Setidaknya pria itu harus bertanggung jawab karena sudah menabraknya, meskipun itu kesalahan Ariella sendiri yang menyeberang tanpa melihat lebih dulu.
Para penagih hutang itu mendekati mobil mereka, dan mereka langsung mundur ketika Carlton menurunkan kaca mobil sampai wajahnya terlihat.
"Sial!"
Mereka anehnya langsung pergi.
"Mereka sudah pergi.'
Mobil melaju melewati jalan utama, lalu Carlton melihat para penagih hutang itu menghampiri sebuah mobil. Seorang pria keluar, berbicara dengan mereka sambil menghisap rokok.
Saat mobil melewati mereka, si pria yang merokok itu menatap ke arah mobil dan Carlton mengenali wajahnya.
"Ibumu berhutang dengan orang-orang Tora?
Hebat sekali."
"Aku tidak tahu ibuku berurusan dengan siapa.
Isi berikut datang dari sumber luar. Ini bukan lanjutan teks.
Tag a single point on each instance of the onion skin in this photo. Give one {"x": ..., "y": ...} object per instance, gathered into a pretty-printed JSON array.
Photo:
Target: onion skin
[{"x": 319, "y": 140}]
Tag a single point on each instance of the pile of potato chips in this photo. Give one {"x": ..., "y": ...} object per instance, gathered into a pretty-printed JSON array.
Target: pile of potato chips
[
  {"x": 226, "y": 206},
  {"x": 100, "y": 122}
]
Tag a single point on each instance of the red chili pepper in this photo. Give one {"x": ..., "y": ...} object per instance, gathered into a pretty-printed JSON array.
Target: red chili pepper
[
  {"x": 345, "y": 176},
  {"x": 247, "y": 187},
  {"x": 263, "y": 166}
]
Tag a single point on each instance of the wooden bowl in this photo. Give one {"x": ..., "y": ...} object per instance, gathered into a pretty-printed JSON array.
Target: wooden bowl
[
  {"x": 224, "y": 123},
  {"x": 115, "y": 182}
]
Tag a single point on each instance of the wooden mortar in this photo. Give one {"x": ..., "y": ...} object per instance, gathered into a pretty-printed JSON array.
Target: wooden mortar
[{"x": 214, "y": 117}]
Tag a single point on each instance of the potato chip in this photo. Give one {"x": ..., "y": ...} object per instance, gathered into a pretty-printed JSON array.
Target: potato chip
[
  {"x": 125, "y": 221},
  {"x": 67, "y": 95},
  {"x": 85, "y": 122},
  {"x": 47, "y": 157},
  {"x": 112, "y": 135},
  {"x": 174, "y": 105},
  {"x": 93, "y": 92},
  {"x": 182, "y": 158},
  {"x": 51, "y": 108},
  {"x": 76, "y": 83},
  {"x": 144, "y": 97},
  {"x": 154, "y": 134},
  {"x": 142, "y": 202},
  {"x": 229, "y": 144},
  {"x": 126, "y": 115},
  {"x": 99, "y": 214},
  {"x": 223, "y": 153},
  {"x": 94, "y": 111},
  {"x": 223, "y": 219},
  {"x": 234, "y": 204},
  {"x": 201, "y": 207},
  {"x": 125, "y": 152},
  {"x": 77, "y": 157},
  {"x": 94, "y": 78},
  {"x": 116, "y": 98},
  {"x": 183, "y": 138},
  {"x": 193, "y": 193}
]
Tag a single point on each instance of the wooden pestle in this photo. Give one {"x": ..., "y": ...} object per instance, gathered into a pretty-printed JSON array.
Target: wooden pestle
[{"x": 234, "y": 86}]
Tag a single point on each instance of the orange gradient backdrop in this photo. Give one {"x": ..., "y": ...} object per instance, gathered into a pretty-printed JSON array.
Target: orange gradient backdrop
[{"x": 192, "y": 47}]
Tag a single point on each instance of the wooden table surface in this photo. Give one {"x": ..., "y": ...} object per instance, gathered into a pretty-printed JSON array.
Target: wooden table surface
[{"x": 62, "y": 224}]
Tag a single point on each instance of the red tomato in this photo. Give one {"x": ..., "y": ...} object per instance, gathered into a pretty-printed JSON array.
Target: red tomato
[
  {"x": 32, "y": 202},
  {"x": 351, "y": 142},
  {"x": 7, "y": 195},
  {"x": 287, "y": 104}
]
Tahu-tahu saja mereka datang padaku."
"Apakah mereka pernah melukaimu?"
Apa yang bisa Ariella jelaskan?
Tulang tangannya pernah retak gara-gara mereka menganiayanya, dan semakin hari hutang ibunya semakin besar karena bunga itu terus bertambah, sementara Ariella hanya pekerja paruh waktu. Ia tidak punya masa depan, tidak punya keluarga, tidak punya tempat berlindung selain dengan Maria.
"Mereka pernah datang, satu kali dan itu sangat buruk. Mereka menyita satu-satunya mobil yang aku miliki, mobil peninggalan nenek yang biasa digunakan untuk beraktivitas."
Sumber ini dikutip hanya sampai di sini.